Le Ceseda dispose que l’exercice des droits par l’étranger retenu n’est effectif qu’à son arrivée au CRA, qu’en l’espèce, il est arrivé au CRA le 19 juillet 2022 à 18 heures et ses droits lui ont été à nouveau notifiés à 18 heures 10, aucune atteinte à ses droits n’est démontrée.

Ce moyen de nullité sera rejeté.

L’avocate de l’appelant soutient le défaut de diligences de l’autorité administrative, en possession du passeport maroain de l’intéressé, qui ne l’a pas éloigné depuis le 10 janvier 2021.

L’autorité adminsitrative a retenu le passeport de l’intéressé à l’occasion de l’OQTF du 10 janvier 2021 contre remise d’un récepissé mentionnant son identité et valant pièce d’identité, et pour son départ volontaire, puisque l’OQTF de 2021 avait été prise sans délai, il lui aurait été remis son passeport marocain.

Ce moyen de nullité sera rejeté.

L’avocate de l’appelant soutient l’assignation à résidence de l’intéressé au visa de l’article L 743-13 du ceseda, qui dispose: «’Le juge des libertés et de la détention peut ordonner l’assignation à résidence de l’étranger lorsque celui-ci dispose de garanties de représentation effectives.

L’assignation à résidence ne peut être ordonnée par le juge qu’après remise à un service de police ou à une unité de gendarmerie de l’original du passeport et de tout document justificatif de son identité, en échange d’un récépissé valant justification de l’identité et sur lequel est portée la mention de la décision d’éloignement en instance d’exécution.

Lorsque l’étranger s’est préalablement soustrait à l’exécution d’une décision mentionnée à l’article L. 700-1, à l’exception de son 4°, l’assignation à résidence fait l’objet d’une motivation spéciale.’» alors que celui-ci ne justifie pas d’un hébergement stable et effectif en France et ne dipose pas de garanties de représentation au visa des dipsositions de l’article L 612-3 du ceseda: ‘Le risque mentionné au 3° de l’article L. 612-2 peut être regardé comme établi, sauf circonstance particulière, dans les cas suivants :

2° L’étranger s’est maintenu sur le territoire français au-delà de la durée de validité de son visa ou, s’il n’est pas soumis à l’obligation du visa, à l’expiration d’un délai de trois mois à compter de son entrée en France, sans avoir sollicité la délivrance d’un titre de séjour ;

5° L’étranger s’est soustrait à l’exécution d’une précédente mesure d’éloignement ;

8° L’étranger ne présente pas de garanties de représentation suffisantes, notamment parce qu’il ne justifie pas d’une résidence effective et permanente dans un local affecté à son habitation principale’

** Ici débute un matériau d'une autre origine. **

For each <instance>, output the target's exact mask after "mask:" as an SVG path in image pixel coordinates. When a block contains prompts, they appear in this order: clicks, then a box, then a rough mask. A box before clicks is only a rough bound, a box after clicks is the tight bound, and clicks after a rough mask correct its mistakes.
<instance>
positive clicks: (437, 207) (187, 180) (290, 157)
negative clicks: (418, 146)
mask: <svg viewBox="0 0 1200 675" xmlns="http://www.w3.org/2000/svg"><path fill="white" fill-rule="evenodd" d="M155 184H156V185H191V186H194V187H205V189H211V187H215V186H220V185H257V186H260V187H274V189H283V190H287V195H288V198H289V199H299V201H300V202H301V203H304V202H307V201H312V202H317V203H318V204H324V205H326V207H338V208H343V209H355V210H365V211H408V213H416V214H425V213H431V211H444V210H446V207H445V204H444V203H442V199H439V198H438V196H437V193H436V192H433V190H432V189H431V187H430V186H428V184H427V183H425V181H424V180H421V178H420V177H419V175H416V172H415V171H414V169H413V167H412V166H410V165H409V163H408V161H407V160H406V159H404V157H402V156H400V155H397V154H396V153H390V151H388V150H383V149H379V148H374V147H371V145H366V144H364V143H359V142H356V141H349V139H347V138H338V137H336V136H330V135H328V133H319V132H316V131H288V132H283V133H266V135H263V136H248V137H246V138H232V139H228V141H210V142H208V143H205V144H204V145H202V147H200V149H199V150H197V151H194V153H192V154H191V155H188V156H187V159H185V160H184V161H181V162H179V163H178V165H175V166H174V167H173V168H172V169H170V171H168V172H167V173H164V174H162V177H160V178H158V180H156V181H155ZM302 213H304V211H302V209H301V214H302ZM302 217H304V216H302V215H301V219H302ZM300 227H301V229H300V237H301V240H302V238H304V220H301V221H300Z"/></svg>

L’assignation à résidence ne peut en conséquence en l’état être ordonnée.

Il y a lieu en conséquence de confirmer l’ordonnance déférée.

PAR CES MOTIFS :

Statuant publiquement,

Vu l’article 66 de la constitution du 4 octobre 1958,

Vu les articles du code de l’entrée et du séjour des étrangers et du droit d’asile,

Déclarons l’appel recevable,

Rejetons les exceptions de nullité, moyens de nullité et la demande d’assignation à résidence,

Confirmons la décision déférée,

Disons que la présente ordonnance sera notifiée conformément à l’article R743-19 du Code de l’Entrée et du Séjour des Etrangers et du Droit d’Asile,

Fait à Montpellier, au palais de justice, notifiée le 25 Juillet 2022 à 17 heures 45.